1. If you want to transcribe a mono-channel audio file (.wav) containing a single speaker, use the following code:

Click to expand the code

from transformers import WhisperProcessor, WhisperForConditionalGeneration
import torchaudio
import torch

model_name = "TransferRapid/whisper-large-v3-turbo_ro"

# Load processor and model
processor = WhisperProcessor.from_pretrained(model_name)
model = WhisperForConditionalGeneration.from_pretrained(model_name)

# Move model to GPU if available
device = torch.device("cuda" if torch.cuda.is_available() else "cpu")
model.to(device)
model.eval()

def preprocess_audio(audio_path, processor):
    """Preprocess audio: load, resample if needed, and convert to model input format."""
    waveform, sample_rate = torchaudio.load(audio_path)

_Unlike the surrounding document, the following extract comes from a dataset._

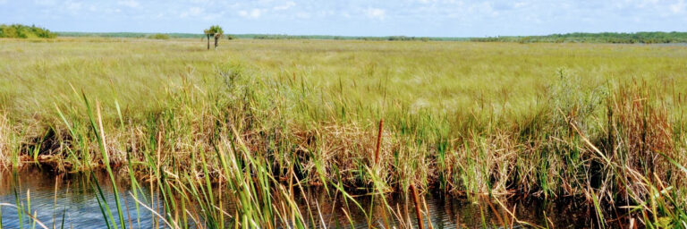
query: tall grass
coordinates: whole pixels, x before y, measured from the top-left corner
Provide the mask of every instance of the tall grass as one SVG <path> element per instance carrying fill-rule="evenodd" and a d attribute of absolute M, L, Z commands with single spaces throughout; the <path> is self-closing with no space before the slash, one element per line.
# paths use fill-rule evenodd
<path fill-rule="evenodd" d="M 309 227 L 293 190 L 310 185 L 371 195 L 382 225 L 409 222 L 386 198 L 411 187 L 573 196 L 604 224 L 617 209 L 684 221 L 683 47 L 0 42 L 2 165 L 127 170 L 170 227 Z"/>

    # Resample to 16kHz if needed
    if sample_rate != 16000:
        resampler = torchaudio.transforms.Resample(orig_freq=sample_rate, new_freq=16000)
        waveform = resampler(waveform)

    # Process audio into model input format
    inputs = processor(waveform.squeeze().numpy(), sampling_rate=16000, return_tensors="pt")

    # Move inputs to device
    inputs = {key: val.to(device) for key, val in inputs.items()}

    return inputs

def transcribe(audio_path, model, processor, language="romanian", task="transcribe"):
    """Generate transcription for an audio file."""
    inputs = preprocess_audio(audio_path, processor)

    forced_decoder_ids = processor.tokenizer.get_decoder_prompt_ids(language=language, task=task)

    with torch.no_grad():
        generated_ids = model.generate(inputs["input_features"], forced_decoder_ids=forced_decoder_ids)

    transcription = processor.tokenizer.batch_decode(generated_ids, skip_special_tokens=True)

    return transcription[0]

# Define audio path
audio_file = "audio.wav"

# Run transcription
transcription = transcribe(audio_file, model, processor)
print("Transcription:", transcription)

Example of result:

Transcript: Astăzi am avut o zi superbă.

2. If you want to transcribe a stereo audio file (.wav or .mp3) containing a conversation between two speakers, use the following code:

Click to expand the code

import os
import torchaudio
import numpy as np
import librosa
import webrtcvad
import soundfile as sf
from pydub import AudioSegment
from transformers import WhisperProcessor, WhisperForConditionalGeneration
import torch

# Load model from Hugging Face
model_name = "TransferRapid/whisper-large-v3-turbo_ro"
processor = WhisperProcessor.from_pretrained(model_name)
model = WhisperForConditionalGeneration.from_pretrained(model_name)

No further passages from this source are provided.